# OversightML Imagery IO API Design: Tiled Image Pyramid Access
This document presents the API design for OversightML's low-level access to large tiled image pyramids. The API combines concepts from the National Imagery Transmission Format (NITF) specification with ideas from SpatioTemporal Asset Catalogs (STAC) to provide a framework for geospatial imagery access.

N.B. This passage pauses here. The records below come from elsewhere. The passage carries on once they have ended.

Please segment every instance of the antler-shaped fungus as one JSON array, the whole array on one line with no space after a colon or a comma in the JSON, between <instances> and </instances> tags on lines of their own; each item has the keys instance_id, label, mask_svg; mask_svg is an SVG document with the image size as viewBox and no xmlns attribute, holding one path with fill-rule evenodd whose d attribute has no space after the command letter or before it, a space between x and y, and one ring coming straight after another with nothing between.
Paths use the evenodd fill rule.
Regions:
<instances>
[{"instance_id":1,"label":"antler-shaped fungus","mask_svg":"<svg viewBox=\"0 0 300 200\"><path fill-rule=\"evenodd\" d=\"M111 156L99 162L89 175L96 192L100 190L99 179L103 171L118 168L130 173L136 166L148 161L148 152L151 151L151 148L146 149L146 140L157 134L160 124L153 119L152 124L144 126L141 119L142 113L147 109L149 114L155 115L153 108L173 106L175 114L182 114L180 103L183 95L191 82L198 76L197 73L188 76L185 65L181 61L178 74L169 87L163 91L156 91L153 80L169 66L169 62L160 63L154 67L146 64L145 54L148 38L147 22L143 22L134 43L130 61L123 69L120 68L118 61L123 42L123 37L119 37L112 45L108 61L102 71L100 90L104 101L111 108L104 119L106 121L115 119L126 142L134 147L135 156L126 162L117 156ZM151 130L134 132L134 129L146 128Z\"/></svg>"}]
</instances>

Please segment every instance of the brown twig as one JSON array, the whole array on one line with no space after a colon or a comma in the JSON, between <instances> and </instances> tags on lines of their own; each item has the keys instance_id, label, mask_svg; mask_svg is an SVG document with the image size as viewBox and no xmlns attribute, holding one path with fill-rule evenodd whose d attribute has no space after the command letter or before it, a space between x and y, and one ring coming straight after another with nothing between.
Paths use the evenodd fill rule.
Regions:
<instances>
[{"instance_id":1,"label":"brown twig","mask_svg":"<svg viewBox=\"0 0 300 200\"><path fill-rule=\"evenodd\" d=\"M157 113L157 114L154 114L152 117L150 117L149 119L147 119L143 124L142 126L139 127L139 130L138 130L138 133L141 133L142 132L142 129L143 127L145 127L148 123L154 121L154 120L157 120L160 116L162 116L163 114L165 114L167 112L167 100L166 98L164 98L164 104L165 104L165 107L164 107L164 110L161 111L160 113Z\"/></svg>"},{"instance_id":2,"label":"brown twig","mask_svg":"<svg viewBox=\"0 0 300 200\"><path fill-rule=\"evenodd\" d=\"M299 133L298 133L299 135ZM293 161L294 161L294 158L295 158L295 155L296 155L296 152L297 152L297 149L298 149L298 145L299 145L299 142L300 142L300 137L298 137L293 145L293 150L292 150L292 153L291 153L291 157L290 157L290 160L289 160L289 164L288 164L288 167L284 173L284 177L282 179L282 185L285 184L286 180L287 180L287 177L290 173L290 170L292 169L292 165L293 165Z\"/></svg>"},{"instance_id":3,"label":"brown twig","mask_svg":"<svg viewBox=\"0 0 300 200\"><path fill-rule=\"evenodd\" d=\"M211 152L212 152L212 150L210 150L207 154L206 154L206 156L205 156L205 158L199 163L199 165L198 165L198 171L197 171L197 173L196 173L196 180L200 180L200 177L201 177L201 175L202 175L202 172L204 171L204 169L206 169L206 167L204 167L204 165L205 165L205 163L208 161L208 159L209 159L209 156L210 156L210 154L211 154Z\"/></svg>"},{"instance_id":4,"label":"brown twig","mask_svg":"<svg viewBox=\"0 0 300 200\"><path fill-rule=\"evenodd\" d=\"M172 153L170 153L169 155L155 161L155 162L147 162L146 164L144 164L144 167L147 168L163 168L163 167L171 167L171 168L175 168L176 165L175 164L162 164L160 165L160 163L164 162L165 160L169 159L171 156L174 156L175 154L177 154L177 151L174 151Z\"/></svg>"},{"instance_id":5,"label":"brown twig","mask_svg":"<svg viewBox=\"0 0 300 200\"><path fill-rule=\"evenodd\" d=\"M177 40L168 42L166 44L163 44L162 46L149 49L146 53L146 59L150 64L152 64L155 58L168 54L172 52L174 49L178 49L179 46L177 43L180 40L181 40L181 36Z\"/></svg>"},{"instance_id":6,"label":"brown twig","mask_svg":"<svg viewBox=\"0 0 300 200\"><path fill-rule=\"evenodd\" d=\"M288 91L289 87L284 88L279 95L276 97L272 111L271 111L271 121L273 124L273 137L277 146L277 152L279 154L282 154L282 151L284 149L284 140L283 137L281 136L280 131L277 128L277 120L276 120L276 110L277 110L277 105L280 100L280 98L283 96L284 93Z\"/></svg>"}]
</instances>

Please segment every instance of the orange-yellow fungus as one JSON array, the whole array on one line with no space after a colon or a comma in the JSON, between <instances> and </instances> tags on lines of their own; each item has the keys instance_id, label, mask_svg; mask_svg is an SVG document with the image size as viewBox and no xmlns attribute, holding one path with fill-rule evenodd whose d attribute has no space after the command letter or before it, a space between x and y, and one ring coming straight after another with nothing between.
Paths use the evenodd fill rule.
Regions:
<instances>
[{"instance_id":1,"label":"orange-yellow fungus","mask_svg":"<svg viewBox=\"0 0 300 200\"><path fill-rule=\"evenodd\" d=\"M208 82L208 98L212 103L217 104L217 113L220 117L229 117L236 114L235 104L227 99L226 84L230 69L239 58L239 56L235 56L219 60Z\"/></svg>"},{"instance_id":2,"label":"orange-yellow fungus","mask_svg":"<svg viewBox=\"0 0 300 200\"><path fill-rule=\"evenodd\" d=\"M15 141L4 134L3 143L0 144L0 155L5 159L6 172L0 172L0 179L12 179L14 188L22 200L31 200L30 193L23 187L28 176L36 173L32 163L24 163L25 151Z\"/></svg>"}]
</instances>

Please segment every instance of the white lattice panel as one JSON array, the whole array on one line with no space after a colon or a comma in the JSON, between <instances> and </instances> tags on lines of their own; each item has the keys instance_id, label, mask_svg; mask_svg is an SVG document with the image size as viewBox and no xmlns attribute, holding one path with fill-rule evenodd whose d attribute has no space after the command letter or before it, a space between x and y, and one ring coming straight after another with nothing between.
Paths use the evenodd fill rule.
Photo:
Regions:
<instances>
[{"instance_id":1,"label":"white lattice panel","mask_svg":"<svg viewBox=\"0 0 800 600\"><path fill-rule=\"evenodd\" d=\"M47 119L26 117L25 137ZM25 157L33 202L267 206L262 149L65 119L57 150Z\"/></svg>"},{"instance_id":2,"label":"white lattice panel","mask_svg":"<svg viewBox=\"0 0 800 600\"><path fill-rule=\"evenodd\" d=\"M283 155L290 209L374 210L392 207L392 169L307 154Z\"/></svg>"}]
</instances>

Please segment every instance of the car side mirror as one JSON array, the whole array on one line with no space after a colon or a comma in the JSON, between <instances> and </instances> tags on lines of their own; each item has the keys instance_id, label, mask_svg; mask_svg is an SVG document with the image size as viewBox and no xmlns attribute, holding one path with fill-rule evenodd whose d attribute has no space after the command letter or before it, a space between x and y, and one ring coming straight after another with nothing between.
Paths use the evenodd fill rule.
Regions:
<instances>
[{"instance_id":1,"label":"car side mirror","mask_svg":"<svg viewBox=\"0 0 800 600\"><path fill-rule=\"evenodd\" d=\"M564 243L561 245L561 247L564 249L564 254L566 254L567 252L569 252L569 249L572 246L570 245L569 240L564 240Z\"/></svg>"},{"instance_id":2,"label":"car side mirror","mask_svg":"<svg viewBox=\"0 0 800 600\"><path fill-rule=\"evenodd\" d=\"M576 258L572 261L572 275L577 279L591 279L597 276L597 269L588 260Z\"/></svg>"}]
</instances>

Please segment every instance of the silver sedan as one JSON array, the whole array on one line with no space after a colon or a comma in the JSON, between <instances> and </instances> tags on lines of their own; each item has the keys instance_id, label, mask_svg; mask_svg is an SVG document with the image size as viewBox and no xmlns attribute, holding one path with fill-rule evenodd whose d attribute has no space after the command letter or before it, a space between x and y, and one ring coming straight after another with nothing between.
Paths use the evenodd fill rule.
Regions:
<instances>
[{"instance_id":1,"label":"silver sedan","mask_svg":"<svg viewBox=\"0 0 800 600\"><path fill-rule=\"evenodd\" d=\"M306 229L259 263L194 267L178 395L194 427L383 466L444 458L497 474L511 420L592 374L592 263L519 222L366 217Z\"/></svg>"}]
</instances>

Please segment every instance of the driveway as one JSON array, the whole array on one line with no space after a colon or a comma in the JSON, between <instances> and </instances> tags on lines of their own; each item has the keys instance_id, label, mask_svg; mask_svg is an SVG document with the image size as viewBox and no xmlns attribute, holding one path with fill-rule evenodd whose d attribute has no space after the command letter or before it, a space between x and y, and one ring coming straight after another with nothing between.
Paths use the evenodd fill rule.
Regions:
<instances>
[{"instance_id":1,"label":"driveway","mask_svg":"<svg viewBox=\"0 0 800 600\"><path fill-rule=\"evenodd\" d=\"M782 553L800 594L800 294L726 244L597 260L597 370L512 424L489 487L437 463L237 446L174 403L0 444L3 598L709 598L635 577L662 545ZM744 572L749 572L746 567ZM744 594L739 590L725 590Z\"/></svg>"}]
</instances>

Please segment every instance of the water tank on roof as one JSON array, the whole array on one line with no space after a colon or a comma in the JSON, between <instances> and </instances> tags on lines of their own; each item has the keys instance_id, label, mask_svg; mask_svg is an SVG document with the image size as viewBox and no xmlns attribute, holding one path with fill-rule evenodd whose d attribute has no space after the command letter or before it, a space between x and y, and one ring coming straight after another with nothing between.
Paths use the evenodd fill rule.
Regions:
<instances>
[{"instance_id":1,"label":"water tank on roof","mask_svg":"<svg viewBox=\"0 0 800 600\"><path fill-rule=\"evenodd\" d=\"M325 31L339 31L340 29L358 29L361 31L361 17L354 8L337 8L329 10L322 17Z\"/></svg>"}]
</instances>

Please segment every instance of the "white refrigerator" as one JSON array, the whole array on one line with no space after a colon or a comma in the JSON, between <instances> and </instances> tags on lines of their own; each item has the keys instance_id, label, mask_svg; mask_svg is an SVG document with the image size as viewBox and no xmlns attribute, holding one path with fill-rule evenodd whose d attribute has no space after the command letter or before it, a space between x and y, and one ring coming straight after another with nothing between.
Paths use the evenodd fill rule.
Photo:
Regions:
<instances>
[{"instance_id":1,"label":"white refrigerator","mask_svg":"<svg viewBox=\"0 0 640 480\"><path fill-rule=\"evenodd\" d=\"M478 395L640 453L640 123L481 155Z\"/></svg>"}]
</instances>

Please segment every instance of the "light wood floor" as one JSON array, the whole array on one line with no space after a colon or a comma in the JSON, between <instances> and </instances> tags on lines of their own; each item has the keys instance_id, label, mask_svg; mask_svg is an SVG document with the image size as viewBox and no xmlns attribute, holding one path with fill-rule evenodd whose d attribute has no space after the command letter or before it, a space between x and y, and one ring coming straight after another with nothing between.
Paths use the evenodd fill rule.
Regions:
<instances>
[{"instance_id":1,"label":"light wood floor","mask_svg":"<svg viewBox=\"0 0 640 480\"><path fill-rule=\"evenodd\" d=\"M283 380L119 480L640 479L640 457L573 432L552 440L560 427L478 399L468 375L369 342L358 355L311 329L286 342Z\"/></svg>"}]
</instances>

For usage examples and practical guidance, see the [User Guide](../user-guide/index.md).
## Overview
## Core API Structure
The API models **Datasets** as collections of related assets (images, graphics, text, data), each with its own metadata. Assets are accessed by string keys rather than numeric indices, enabling discovery and categorization while remaining flexible enough to represent format-specific data models like the Joint BIIF Profile (JBP).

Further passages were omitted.